Skipping ahead to the present, the meaning of an Ottoman Koran is still more flexible than it might appear. In January 2002, one came to Washington under somewhat unique circumstances. Turkish Prime Minister Bulent Ecevit, a left-wing intellectual and committed secularist, brought U.S. President George W. Bush a small sixteenth-century Koran. In the aftermath of 9/11, the gift seemed an unremarkable gesture from the secular leader of a predominantly Muslim country who was eager to dissociate Islam from terrorism. For Ecevit, who in a different context had reminded Americans that Turks, “whether one likes it or not,” were Muslim, the Koran was as much an acknowledgement of reality as a celebration of faith.
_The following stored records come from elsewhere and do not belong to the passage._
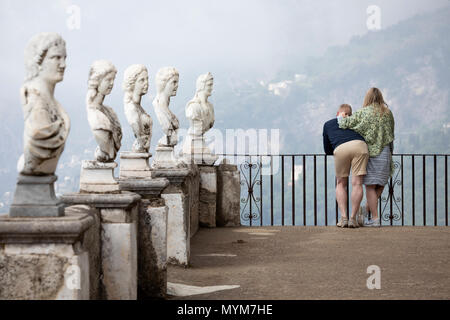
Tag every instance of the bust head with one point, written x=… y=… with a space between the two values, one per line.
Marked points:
x=101 y=76
x=45 y=57
x=167 y=81
x=205 y=83
x=135 y=79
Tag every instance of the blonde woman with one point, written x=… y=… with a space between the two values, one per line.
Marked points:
x=375 y=122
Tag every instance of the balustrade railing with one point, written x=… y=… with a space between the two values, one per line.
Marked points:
x=299 y=189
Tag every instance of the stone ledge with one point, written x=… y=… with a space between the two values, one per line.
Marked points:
x=134 y=155
x=227 y=167
x=174 y=175
x=144 y=186
x=119 y=200
x=67 y=229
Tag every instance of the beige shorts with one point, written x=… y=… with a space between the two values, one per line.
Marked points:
x=352 y=154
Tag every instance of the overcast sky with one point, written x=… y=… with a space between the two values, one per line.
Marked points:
x=195 y=36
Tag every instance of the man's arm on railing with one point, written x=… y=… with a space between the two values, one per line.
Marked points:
x=326 y=142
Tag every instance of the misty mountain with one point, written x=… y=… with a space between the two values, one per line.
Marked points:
x=408 y=62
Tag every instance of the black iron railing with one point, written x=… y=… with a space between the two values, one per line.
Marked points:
x=298 y=189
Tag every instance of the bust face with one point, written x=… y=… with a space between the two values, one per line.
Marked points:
x=141 y=84
x=54 y=63
x=172 y=86
x=106 y=85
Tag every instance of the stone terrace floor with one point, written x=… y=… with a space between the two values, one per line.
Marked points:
x=318 y=263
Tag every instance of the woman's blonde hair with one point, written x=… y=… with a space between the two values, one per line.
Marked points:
x=375 y=98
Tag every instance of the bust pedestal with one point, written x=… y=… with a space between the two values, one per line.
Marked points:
x=134 y=165
x=35 y=197
x=98 y=177
x=164 y=157
x=195 y=150
x=46 y=258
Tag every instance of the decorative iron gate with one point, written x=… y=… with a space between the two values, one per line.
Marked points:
x=267 y=189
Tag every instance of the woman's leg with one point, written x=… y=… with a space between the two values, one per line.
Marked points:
x=341 y=195
x=379 y=190
x=372 y=200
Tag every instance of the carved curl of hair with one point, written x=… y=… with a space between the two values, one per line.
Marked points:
x=130 y=76
x=202 y=80
x=36 y=50
x=163 y=76
x=99 y=69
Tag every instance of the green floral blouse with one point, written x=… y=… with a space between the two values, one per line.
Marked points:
x=378 y=131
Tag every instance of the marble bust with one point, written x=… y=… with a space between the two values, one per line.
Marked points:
x=47 y=124
x=46 y=129
x=199 y=110
x=166 y=87
x=102 y=119
x=200 y=113
x=135 y=85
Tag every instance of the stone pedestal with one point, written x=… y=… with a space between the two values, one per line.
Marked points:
x=208 y=194
x=35 y=197
x=176 y=197
x=164 y=158
x=152 y=236
x=98 y=177
x=118 y=216
x=44 y=258
x=134 y=165
x=195 y=150
x=228 y=196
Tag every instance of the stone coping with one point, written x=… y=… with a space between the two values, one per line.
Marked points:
x=102 y=200
x=174 y=175
x=66 y=229
x=93 y=164
x=227 y=167
x=134 y=155
x=46 y=179
x=143 y=186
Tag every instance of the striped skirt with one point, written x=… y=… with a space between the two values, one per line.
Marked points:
x=379 y=168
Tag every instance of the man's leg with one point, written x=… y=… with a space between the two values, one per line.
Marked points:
x=372 y=200
x=341 y=195
x=357 y=194
x=379 y=189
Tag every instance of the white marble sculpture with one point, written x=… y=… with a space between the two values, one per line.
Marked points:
x=47 y=126
x=98 y=175
x=166 y=87
x=200 y=113
x=102 y=119
x=135 y=85
x=134 y=164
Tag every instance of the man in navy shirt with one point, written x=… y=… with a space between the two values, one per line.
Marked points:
x=350 y=151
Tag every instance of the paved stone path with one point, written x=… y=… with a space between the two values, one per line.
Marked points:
x=318 y=263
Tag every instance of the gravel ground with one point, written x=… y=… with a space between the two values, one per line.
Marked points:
x=318 y=263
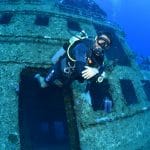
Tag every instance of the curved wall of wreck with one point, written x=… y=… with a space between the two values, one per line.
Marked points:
x=25 y=42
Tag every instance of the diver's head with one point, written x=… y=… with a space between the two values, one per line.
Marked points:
x=101 y=43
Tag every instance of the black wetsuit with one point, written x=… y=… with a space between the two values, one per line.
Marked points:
x=81 y=52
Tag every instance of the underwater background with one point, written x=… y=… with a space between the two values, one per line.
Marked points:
x=133 y=16
x=31 y=118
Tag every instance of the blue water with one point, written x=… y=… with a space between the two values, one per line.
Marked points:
x=134 y=17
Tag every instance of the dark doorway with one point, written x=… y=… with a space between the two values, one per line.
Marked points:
x=99 y=92
x=42 y=116
x=128 y=92
x=146 y=86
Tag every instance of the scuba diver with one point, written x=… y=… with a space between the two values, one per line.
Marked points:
x=81 y=59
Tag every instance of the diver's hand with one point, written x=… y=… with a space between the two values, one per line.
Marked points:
x=101 y=77
x=89 y=72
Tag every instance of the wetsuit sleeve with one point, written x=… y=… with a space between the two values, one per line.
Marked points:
x=79 y=54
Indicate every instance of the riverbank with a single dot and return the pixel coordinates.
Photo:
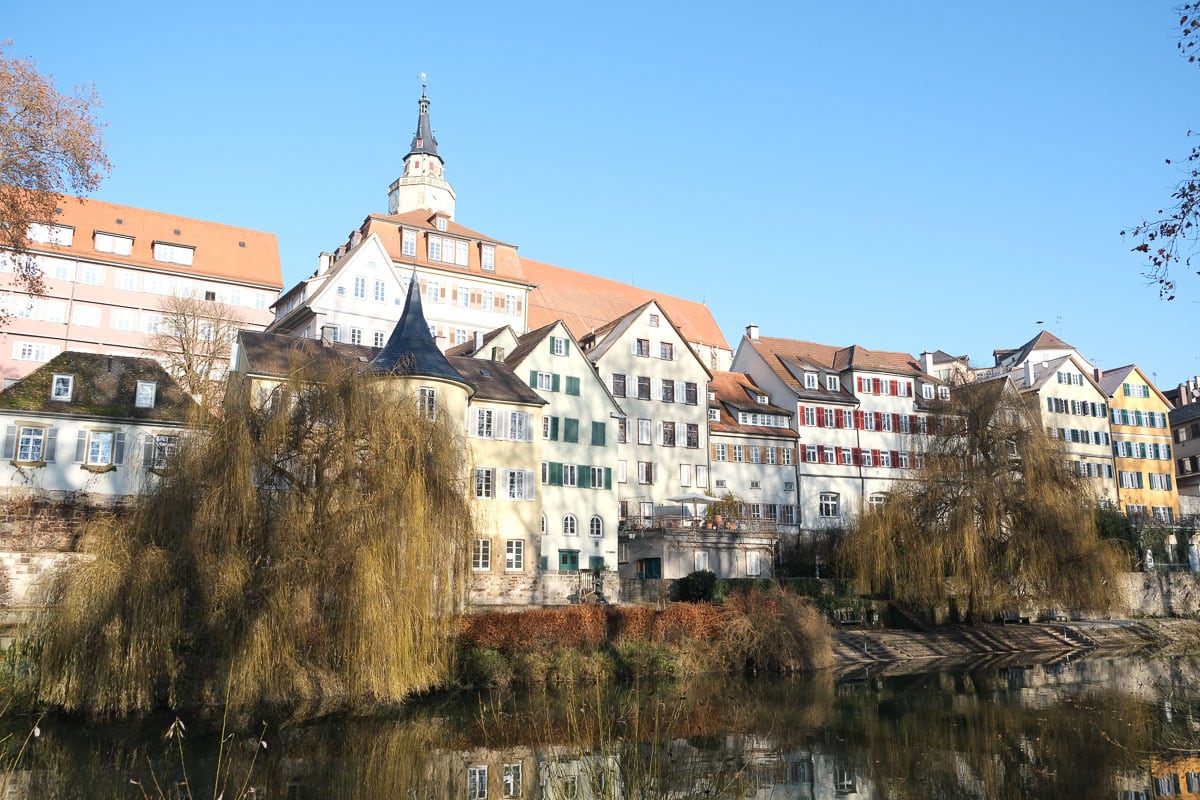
(897, 651)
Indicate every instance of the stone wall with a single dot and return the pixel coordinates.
(1162, 594)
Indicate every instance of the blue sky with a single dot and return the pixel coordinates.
(904, 176)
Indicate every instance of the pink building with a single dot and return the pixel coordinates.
(108, 269)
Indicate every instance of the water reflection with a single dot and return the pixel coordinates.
(1126, 728)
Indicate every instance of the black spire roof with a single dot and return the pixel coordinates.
(424, 140)
(411, 350)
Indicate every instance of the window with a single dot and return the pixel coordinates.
(513, 787)
(145, 394)
(30, 444)
(514, 559)
(47, 234)
(100, 447)
(61, 388)
(427, 402)
(829, 504)
(485, 482)
(113, 244)
(669, 434)
(168, 253)
(481, 554)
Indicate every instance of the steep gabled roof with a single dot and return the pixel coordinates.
(586, 302)
(102, 385)
(220, 251)
(1043, 341)
(411, 349)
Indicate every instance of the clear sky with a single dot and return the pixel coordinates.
(903, 176)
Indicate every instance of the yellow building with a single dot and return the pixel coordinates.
(1141, 444)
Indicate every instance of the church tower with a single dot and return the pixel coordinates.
(423, 185)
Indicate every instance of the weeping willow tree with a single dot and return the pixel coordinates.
(306, 552)
(994, 516)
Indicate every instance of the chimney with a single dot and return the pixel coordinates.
(927, 362)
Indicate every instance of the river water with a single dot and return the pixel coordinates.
(1122, 728)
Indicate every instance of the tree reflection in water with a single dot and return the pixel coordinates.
(1103, 728)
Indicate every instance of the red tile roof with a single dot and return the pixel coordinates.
(221, 251)
(586, 302)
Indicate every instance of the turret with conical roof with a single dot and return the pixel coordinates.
(423, 185)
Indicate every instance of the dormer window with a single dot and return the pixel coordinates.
(113, 244)
(145, 394)
(171, 253)
(61, 388)
(46, 234)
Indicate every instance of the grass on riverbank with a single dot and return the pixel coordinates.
(760, 631)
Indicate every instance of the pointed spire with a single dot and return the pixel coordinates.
(424, 140)
(411, 350)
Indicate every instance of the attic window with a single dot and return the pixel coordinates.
(171, 253)
(61, 388)
(145, 394)
(45, 234)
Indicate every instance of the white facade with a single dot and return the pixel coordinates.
(661, 385)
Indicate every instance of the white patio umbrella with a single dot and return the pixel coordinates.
(694, 498)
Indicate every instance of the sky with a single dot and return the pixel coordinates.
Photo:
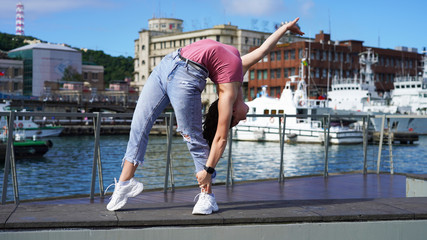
(113, 25)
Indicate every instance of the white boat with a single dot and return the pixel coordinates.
(410, 92)
(358, 95)
(28, 127)
(293, 101)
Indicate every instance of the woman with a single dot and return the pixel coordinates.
(179, 80)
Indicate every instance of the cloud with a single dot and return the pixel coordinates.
(256, 8)
(37, 8)
(306, 6)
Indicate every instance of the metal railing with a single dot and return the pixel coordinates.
(169, 176)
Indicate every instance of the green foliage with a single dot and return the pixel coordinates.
(115, 68)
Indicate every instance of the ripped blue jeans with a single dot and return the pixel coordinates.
(177, 82)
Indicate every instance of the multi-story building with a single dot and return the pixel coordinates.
(11, 76)
(323, 59)
(44, 65)
(165, 35)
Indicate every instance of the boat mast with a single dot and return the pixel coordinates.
(367, 59)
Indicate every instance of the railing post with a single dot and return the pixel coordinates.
(230, 159)
(390, 146)
(365, 144)
(380, 144)
(8, 162)
(96, 157)
(169, 145)
(326, 142)
(282, 146)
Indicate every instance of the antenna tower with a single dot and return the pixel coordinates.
(19, 19)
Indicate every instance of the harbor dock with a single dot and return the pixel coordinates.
(343, 206)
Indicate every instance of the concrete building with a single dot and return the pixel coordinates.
(325, 59)
(165, 35)
(11, 76)
(44, 65)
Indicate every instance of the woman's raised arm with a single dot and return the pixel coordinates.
(253, 57)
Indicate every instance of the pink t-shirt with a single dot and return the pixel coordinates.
(222, 61)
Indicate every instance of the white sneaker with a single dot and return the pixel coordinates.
(206, 204)
(122, 193)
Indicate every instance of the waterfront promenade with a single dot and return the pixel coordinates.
(348, 206)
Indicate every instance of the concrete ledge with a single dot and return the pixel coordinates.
(416, 185)
(95, 216)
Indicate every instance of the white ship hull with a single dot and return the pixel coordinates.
(41, 132)
(416, 125)
(297, 134)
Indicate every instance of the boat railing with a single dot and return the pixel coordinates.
(172, 170)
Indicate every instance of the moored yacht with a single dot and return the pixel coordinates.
(293, 101)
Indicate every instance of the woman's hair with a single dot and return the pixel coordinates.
(211, 122)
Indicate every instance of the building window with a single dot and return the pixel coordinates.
(265, 59)
(293, 54)
(252, 75)
(272, 56)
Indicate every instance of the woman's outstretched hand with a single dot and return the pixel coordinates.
(293, 27)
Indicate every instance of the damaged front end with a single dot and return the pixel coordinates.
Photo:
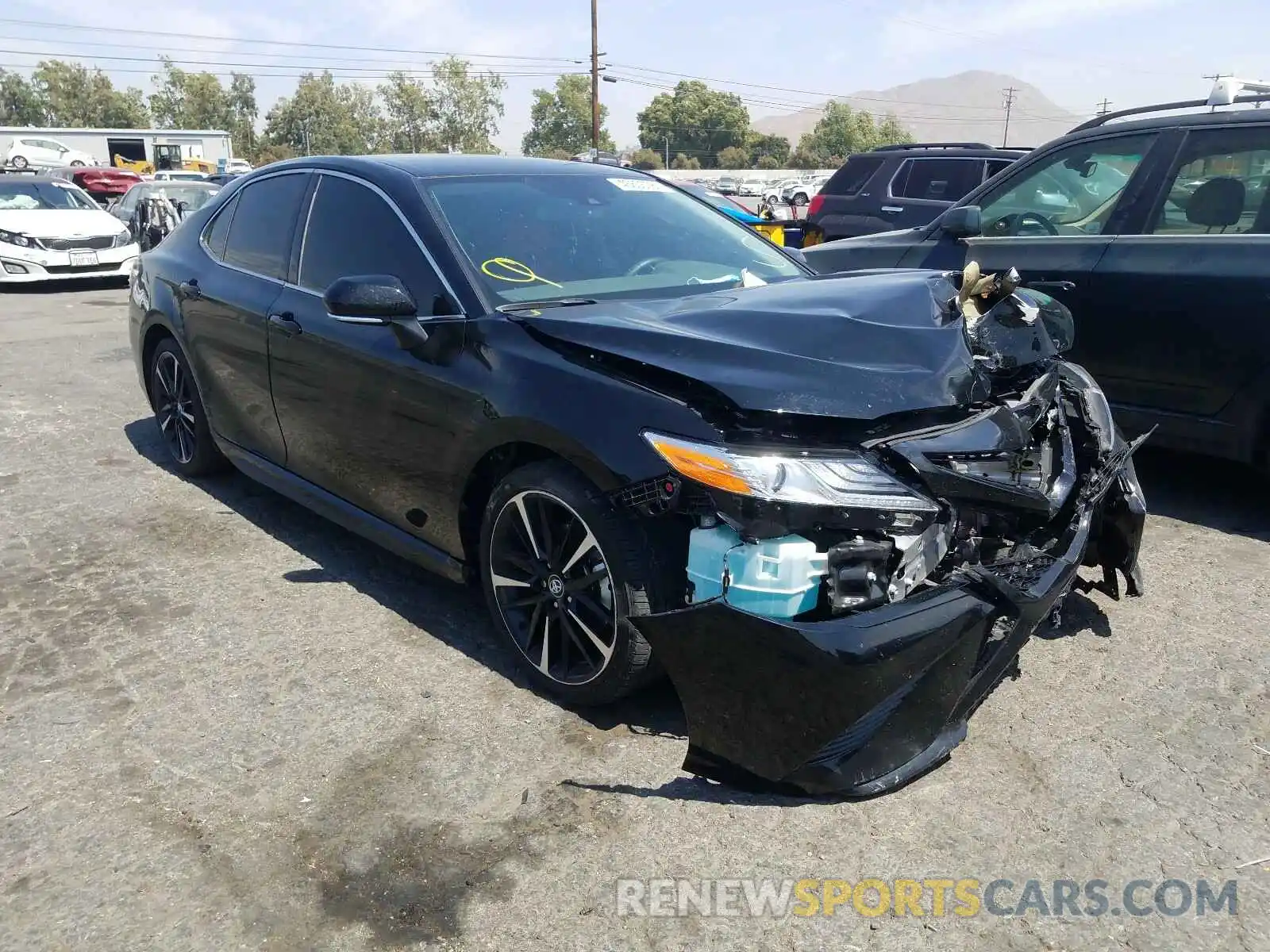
(848, 609)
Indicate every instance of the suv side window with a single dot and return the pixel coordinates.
(264, 221)
(1071, 192)
(1219, 186)
(381, 244)
(852, 177)
(937, 179)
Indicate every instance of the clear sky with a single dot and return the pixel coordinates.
(1075, 51)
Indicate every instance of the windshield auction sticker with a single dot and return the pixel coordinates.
(641, 186)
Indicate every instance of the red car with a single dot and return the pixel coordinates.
(102, 182)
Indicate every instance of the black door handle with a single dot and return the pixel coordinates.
(286, 323)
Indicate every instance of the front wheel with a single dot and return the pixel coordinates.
(563, 570)
(179, 413)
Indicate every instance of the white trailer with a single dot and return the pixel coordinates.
(162, 148)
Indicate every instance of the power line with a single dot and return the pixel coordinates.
(1010, 105)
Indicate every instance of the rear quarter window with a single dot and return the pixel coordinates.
(852, 177)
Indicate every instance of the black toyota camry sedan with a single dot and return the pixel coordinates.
(832, 509)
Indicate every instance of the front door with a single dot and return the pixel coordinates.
(1191, 291)
(1053, 220)
(225, 305)
(368, 413)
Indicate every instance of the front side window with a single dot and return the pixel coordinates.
(260, 238)
(1072, 192)
(1219, 186)
(380, 245)
(937, 179)
(563, 235)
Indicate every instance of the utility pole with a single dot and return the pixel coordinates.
(595, 76)
(1009, 105)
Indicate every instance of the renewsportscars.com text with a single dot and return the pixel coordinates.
(929, 896)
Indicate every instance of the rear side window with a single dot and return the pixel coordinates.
(264, 221)
(220, 228)
(937, 179)
(852, 177)
(383, 245)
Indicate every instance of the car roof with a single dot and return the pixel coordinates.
(456, 164)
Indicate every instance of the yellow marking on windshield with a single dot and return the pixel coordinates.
(522, 273)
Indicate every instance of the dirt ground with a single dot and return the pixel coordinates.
(228, 724)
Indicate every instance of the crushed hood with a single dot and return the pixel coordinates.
(856, 347)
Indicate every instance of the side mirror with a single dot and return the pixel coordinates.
(963, 221)
(370, 298)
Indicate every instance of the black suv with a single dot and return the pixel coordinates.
(833, 508)
(1156, 232)
(901, 187)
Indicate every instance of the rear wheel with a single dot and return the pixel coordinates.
(563, 570)
(179, 413)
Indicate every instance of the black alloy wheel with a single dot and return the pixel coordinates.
(552, 588)
(563, 570)
(179, 413)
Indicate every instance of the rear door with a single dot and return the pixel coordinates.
(368, 414)
(1191, 328)
(924, 187)
(226, 302)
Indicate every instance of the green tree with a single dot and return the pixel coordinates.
(733, 158)
(324, 118)
(197, 101)
(775, 148)
(698, 120)
(73, 95)
(647, 159)
(410, 114)
(469, 107)
(842, 131)
(19, 102)
(560, 120)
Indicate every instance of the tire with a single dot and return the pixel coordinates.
(600, 539)
(182, 422)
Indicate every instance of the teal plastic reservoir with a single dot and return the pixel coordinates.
(778, 578)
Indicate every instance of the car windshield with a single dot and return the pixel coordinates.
(33, 196)
(552, 235)
(190, 197)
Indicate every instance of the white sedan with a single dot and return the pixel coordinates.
(51, 230)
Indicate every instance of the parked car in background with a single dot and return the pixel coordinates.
(802, 194)
(51, 228)
(1153, 228)
(42, 152)
(102, 182)
(186, 197)
(179, 175)
(905, 186)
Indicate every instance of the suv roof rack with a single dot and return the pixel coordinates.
(933, 145)
(1225, 93)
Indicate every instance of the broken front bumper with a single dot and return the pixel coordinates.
(867, 702)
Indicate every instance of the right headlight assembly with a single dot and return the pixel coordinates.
(845, 479)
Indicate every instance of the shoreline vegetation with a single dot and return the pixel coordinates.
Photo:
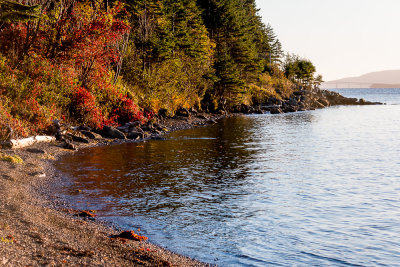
(84, 73)
(35, 229)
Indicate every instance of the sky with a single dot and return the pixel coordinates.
(343, 38)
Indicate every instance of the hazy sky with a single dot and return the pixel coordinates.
(341, 37)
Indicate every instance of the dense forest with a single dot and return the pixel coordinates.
(107, 63)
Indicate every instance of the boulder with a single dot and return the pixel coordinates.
(111, 132)
(324, 102)
(90, 135)
(135, 135)
(276, 110)
(77, 138)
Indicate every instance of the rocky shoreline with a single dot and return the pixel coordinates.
(304, 100)
(34, 231)
(37, 230)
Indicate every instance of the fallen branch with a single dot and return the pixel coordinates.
(21, 143)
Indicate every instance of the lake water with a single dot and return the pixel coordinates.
(315, 188)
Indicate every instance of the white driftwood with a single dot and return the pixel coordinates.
(20, 143)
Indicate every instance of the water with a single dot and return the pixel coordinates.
(318, 188)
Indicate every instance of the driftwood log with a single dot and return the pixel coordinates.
(21, 143)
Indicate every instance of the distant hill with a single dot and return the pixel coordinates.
(380, 79)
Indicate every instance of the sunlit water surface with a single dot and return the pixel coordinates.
(308, 188)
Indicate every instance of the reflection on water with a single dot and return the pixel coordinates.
(311, 188)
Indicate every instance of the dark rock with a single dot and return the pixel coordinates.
(130, 235)
(77, 138)
(202, 116)
(258, 110)
(290, 109)
(135, 135)
(84, 128)
(67, 145)
(276, 110)
(87, 215)
(163, 112)
(324, 102)
(36, 151)
(158, 137)
(111, 132)
(292, 102)
(90, 135)
(318, 104)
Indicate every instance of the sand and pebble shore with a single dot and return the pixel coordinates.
(37, 230)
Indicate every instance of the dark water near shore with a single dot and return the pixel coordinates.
(308, 188)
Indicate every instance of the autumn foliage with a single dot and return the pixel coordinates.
(103, 63)
(61, 66)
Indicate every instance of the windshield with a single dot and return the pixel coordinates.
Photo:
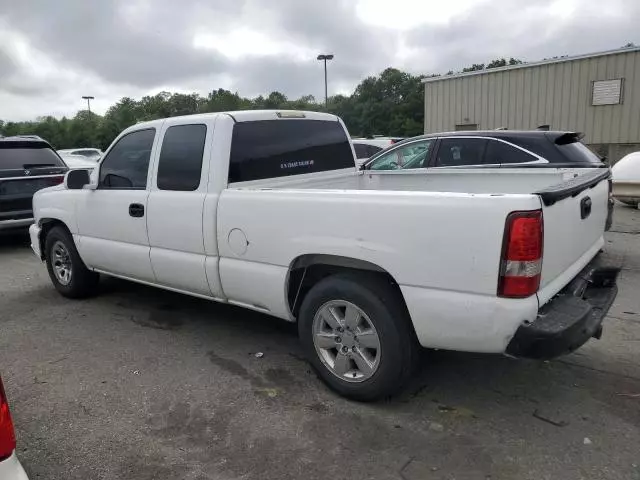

Not surprisingly, today’s Smithsonian exhibit, made possible by President Recep Tayyip Erdogan’s current Islamist government, is very much a celebration of faith, with the Koran’s Islamic content emphasized alongside its artistic legacy. More intriguingly, the exhibit seems to have provided Erdogan’s erstwhile secular rivals an opportunity to join in the celebration. Alongside the Turkish Ministry of Tourism, another of the exhibit’s sponsors is the Dogan Group. A part of Turkey’s traditionally secular business community, Aydin Dogan owned several newspapers that were once quite critical of Erdogan. Through a series of politically motivated legal actions, ranging from a 2.5 billion dollar tax fine to the arrest of high-ranking employees, the government brought Dogan’s newspapers to heel. For secular businessmen to offer their financial support to such an enthusiastically religious museum exhibit reveals the contours of Erdogan’s success in blending power with piety and incorporating former rivals into his new regime.
Korans, visitors to the Smithsonian learn, were routinely used across the Islamic world as diplomatic gifts to cement political and military alliances. The ones currently on display served over the years to build relationships between Ottomans, Safavids, Abbasids, Ismailis, Mongols, and Mamlukes. Given the array of bilateral challenges facing the U.S.-Turkish alliance today, it could certainly use some cementing. If the history of these Korans can hint at a more complex relationship between Islam and secularism than some in Washington seem to envision, perhaps they might, in some small way, do their part to help.